In Barack Obama's State of the Union address, he intoned: " For the sake of our children and our future, we must do more to combat climate change. … If Congress won't act soon to protect future generations, I will." Now the president's science advisors, a group known as PCAST for President's Council of Advisors on Science and Technology, have offered some suggestions for what he can and should do about climate change—on his own.
First and foremost, the 19 advisors note that it's past time for the nation to prepare for climate change, because climate change is already upping the odds of weather havoc like Superstorm Sandy. Whether it's the challenge of flooding or extreme drought, the nation will require a more robust and resilient infrastructure, which means spending money on upgrading or just plain repairing the electric grid, bridges and tunnels and even water mains—much as the 2009 stimulus attempted. But it also means that the U.S. needs to invest in its weather prediction capabilities: both better supercomputers as well as more or at least replacement satellites.

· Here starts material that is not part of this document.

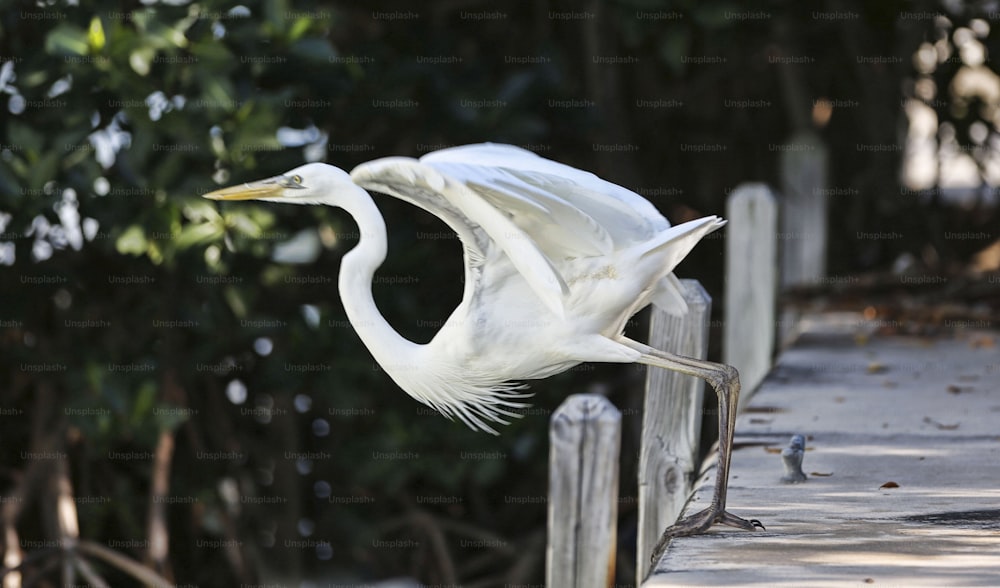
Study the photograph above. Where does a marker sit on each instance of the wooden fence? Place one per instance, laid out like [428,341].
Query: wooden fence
[585,431]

The advisors also note that the U.S. is already reducing its greenhouse gas emissions from the electricity sector, largely thanks to a shift away from burning coal to burning cheap and cleaner natural gas. In an ideal world, that shift would be accelerated by a tax on the carbon in fuels or a CO2 cap-and-trade system but Washington, D.C. remains far from that ideal. In the interim, the President should continue to encourage fracking for gas from shale, set new CO2 standards for power plants under the authority of the Clean Air Act, and boost efforts to develop technologies that can capture CO2 and sequester it deep underground.
At the same time, the Obama administration should lobby to continue, if not increase, the amount of money spent developing future clean energy technologies, whether better batteries for electric cars or robust heat pumps for geothermal power. In particular, because nuclear power is too expensive to develop without direct government support, it therefore deserves and "requires special attention," the advisors write.
The President can also help enable clean energy and energy efficiency by revising rules from the Treasury Department on what types of projects get access to funding, requiring Fannie Mae and Freddie Mac to work with the Department of Energy to create programs that value energy efficiency investments as part of a mortgage, and encouraging the U.S. Congress to broaden and lengthen the tax credits for renewable energy production. In addition, a Quadrennial Energy Review—similar to the Quadrennial Defense Review that sets priorities for the U.S. military—could help focus and shape a coherent and stable U.S. energy policy, something that the country has never had. That is also something supported by the nominee to be the new Secretary of Energy, Ernest Moniz.
Finally, the Obama administration might reach out to Canada and Mexico to craft a North American climate agreement to signal the nation's seriousness about international efforts to combat climate change. Bilateral cooperation with China should also be increased —via scientific exchanges, workshops and the like—to help the world's two largest polluters to restrain the greenhouse gas emissions causing global warming.
This blend of adaptation to the climate change already guaranteed as well as mitigation of the greenhouse gas emissions that would make global warming worse are "essential parts of an integrated strategy for dealing with climate change," the advisors write. In the end, however, the President can only do so much on his own. A truly integrated strategy would require the U.S. Congress to get involved.